I agree that the key question here is whether the officer was entitled in the first instance to accost DeBerry, because the degree of threat that DeBerry's gestures posed when the officer hailed him is a question of fact that the district judge resolved against DeBerry. The anonymous tip offered little to distinguish DeBerry from any other citizen on the street, and the Court rightly recognizes the danger of bootstrapping when a prankster calls the police and describes the location and appearance of a person accurately. If the Fourth Amendment was designed to protect against anything, it was designed to protect against the "general warrant," which freed the holder of the warrant from the limitations of the common law of trespass and barred any trespass suit by the target of an unreasonable search. See Vernonia School District 47J v. Acton, --- U.S. ----, ----, 115 S. Ct. 2386, 2397, 132 L. Ed. 2d 564 (1995) (O'Connor, J., dissenting); United States v. Jones, 54 F.3d 1285, 1289-90 (7th Cir.), cert. denied, --- U.S. ----, 116 S. Ct. 263, 133 L. Ed. 2d 186 (1995). See also Akhil Reed Amar, Fourth Amendment First Principles, 107 Harv. L. Rev. 757, 771-81 (1995); William J. Stuntz, The Substantive Origins of Criminal Procedure, 105 Yale L.J. 393 (1995).

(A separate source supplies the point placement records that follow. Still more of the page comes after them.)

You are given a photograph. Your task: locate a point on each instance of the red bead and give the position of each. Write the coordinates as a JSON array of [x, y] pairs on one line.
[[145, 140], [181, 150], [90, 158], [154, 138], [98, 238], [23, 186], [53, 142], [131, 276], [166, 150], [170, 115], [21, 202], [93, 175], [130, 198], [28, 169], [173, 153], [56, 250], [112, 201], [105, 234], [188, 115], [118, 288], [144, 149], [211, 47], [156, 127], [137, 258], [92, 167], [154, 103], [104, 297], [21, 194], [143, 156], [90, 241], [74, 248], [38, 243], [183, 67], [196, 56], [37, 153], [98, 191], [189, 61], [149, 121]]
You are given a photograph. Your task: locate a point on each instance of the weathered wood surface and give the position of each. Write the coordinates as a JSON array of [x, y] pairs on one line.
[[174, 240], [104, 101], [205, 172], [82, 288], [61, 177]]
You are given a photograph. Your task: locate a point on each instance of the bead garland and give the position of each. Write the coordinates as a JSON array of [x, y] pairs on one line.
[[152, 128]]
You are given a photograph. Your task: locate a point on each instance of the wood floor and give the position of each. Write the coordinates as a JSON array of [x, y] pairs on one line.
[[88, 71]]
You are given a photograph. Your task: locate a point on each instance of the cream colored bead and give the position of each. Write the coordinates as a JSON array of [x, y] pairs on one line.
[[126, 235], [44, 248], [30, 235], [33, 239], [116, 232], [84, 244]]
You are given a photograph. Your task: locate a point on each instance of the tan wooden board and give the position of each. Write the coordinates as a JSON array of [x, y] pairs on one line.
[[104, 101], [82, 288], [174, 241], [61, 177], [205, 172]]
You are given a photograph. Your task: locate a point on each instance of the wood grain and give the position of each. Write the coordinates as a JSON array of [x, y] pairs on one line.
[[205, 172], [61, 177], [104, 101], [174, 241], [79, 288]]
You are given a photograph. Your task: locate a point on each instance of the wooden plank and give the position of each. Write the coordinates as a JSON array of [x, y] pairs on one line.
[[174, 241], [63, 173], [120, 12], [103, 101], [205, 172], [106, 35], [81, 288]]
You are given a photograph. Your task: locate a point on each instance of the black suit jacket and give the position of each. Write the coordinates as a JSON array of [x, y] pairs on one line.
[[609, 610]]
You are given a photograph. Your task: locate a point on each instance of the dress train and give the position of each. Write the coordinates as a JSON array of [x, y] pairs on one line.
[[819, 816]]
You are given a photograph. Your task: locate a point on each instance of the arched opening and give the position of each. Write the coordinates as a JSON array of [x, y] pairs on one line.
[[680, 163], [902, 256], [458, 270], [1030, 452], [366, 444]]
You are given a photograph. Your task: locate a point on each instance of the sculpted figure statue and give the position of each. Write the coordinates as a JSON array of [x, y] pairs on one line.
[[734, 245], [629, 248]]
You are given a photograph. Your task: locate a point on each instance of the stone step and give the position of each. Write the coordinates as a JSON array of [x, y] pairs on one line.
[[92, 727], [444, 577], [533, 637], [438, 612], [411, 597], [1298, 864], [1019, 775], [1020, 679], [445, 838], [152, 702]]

The only fact that saves the officer's stop of DeBerry, in my opinion, is the fact that it is unlawful in Illinois to carry a concealed weapon. The tipster informed the police that DeBerry was armed, and it appears from the facts before us that the weapon was not in plain view. I do not agree that this case would necessarily come out the same way if Illinois law, like the law of many states, authorized the carrying of concealed weapons. At that point, the entire content of the anonymous tip would be a physical description of the individual, his location, and an allegation that he was carrying something lawful (a cellular telephone? a beeper? a firearm?). This kind of nonincriminatory allegation, in my view, would not be enough to justify the kind of investigatory stop that took place here. It would mean, in states that permit carrying concealed weapons, that the police no longer need any reason to stop citizens on the street to search them. However, we do not have that situation. Because I therefore consider the Court's comments on lawful concealed weapons to be dicta, I concur in the result reached today.